Written by Sophie Ibbotson & Max Lovell-Hoare
The Yagnobi people of the Yagnob, Kul and Varzob river valleys are thought to be the last remaining speakers of the ancient Sogdian language, and the Sogdians’ genetic descendants. They fled to the mountains following the Arab invasion in AD772, continuing to practise aspects of their Zoroastrian religion in addition to Islam. It is thought that as many as 25,000 Yagnobis may still survive in Tajikistan, though many of them have now abandoned their traditional way of life or intermarried with other groups.
Until the 1930s the Yagnobi lived untouched by the modern world, continuing their traditional agriculture as they had done for millennia. Their first interaction with the Soviets was the Stalinist purges, then forced resettlement in Tajikistan’s lowlands in the 1950s and ‘70s. Red Army helicopters evacuated entire villages, ostensibly to protect them from avalanches, but then forced the Yagnobi to work in searing heat on the collective cotton plantations. Villages were razed to prevent their inhabitants from returning, religious books were destroyed and, as a final ignominious act, Yagnobian ethnicity was officially abolished.

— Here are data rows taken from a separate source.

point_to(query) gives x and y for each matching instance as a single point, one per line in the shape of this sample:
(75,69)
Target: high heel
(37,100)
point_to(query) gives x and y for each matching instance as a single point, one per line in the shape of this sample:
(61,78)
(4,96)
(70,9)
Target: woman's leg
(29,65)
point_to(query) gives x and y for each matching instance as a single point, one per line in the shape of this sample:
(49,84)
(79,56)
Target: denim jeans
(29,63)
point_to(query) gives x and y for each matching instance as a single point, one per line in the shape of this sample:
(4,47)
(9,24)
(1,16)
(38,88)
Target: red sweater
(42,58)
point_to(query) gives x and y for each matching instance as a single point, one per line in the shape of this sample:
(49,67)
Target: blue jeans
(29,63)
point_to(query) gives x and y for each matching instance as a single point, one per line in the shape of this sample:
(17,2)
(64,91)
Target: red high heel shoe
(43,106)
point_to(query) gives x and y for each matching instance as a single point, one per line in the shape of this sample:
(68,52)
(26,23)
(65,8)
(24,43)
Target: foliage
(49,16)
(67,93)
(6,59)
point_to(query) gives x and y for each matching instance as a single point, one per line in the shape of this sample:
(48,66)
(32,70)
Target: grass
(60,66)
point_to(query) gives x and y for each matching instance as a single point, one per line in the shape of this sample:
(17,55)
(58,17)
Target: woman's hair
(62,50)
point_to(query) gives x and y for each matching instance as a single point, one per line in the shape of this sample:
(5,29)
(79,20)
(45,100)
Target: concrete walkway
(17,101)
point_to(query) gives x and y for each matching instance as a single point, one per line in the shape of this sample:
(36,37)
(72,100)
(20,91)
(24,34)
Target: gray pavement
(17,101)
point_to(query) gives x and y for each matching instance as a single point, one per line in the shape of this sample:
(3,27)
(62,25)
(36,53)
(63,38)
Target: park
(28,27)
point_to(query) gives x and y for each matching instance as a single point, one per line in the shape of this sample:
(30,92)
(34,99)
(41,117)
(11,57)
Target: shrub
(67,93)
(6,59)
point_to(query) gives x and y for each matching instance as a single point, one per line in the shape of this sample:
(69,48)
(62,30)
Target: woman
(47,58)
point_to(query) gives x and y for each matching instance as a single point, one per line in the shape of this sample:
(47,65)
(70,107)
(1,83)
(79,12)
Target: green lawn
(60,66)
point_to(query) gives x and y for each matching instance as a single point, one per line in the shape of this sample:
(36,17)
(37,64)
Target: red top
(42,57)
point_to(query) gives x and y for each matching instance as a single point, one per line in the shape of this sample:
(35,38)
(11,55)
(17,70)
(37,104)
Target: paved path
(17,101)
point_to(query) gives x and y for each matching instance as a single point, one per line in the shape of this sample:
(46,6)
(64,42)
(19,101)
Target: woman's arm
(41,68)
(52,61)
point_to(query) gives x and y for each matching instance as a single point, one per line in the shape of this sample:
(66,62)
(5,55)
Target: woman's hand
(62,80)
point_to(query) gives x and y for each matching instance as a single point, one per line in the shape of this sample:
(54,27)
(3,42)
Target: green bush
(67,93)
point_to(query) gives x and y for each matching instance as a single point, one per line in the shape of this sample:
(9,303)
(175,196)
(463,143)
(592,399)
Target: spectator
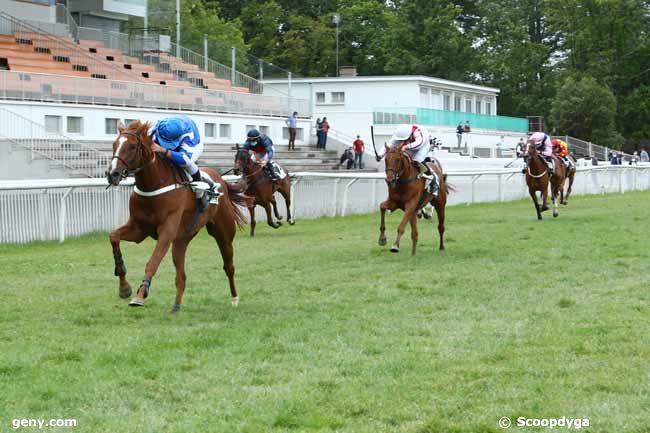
(466,131)
(347,158)
(358,152)
(292,122)
(319,133)
(325,127)
(520,149)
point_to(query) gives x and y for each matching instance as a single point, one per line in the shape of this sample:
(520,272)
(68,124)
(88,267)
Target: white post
(205,51)
(233,65)
(178,28)
(62,215)
(334,197)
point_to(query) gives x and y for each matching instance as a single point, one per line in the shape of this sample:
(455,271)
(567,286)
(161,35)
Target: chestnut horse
(260,187)
(406,191)
(163,207)
(537,179)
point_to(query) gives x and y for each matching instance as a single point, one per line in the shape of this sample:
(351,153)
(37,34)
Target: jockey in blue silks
(178,139)
(262,152)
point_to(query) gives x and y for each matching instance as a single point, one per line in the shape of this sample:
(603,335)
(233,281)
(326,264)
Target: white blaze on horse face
(122,140)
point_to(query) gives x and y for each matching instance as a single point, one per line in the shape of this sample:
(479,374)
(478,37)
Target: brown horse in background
(537,179)
(406,191)
(168,215)
(262,189)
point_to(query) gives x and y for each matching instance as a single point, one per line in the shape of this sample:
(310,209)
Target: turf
(336,334)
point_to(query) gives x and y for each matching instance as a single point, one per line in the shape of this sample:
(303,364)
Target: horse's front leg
(414,232)
(383,207)
(166,235)
(131,233)
(269,216)
(409,213)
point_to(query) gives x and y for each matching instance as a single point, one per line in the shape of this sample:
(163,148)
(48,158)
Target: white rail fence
(32,210)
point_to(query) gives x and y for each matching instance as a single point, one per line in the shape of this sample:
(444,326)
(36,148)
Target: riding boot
(203,199)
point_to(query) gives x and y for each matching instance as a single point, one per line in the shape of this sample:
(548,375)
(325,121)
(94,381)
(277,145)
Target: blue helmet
(169,132)
(253,134)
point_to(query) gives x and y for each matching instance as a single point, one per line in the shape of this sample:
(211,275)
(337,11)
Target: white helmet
(403,132)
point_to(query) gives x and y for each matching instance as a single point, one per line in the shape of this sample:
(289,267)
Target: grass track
(333,333)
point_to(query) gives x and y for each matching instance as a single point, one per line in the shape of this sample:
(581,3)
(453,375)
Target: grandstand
(64,88)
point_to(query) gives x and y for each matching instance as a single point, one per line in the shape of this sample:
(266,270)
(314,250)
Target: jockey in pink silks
(542,143)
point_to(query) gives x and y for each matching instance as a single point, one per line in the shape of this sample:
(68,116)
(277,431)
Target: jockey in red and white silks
(542,143)
(417,142)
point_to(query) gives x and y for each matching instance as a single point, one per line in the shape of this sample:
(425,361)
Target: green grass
(335,334)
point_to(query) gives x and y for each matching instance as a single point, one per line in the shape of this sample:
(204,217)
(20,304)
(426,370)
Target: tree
(586,109)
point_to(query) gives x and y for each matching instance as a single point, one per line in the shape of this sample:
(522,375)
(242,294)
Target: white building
(352,103)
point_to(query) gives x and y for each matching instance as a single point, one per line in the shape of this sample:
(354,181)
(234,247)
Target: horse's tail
(448,186)
(238,200)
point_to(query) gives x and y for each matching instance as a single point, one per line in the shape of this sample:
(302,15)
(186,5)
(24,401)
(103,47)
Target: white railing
(73,156)
(25,86)
(55,209)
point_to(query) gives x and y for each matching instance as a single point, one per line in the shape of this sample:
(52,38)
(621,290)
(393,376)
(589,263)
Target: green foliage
(336,334)
(586,109)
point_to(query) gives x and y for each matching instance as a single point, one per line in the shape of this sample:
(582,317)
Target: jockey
(542,143)
(263,151)
(414,140)
(561,149)
(178,139)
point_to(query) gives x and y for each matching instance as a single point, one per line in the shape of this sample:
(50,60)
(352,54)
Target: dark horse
(260,187)
(163,207)
(406,191)
(537,179)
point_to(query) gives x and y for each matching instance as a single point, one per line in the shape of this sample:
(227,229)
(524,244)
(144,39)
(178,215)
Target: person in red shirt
(358,152)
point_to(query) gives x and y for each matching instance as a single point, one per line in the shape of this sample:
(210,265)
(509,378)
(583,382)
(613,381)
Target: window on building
(210,130)
(446,103)
(110,126)
(338,97)
(75,125)
(224,131)
(53,124)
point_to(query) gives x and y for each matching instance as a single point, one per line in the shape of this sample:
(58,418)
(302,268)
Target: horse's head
(131,151)
(396,164)
(242,160)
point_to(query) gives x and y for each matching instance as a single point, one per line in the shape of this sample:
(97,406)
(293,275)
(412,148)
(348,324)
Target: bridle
(398,173)
(127,171)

Hundreds of Yagnobi families died in exile.
Since 1983 a small number of Yagnobis have returned to the Yagnob Valley, though many of their villages are still home to only a handful of families. The total permanent Yagnobi population in the valley is about 300 people, rising to 1,000 in the summer months. They live in basic mud brick dwellings, without electricity, scrape a living from subsistence farming and, to the delight of linguists and historians, still speak in the Sogdian tongue.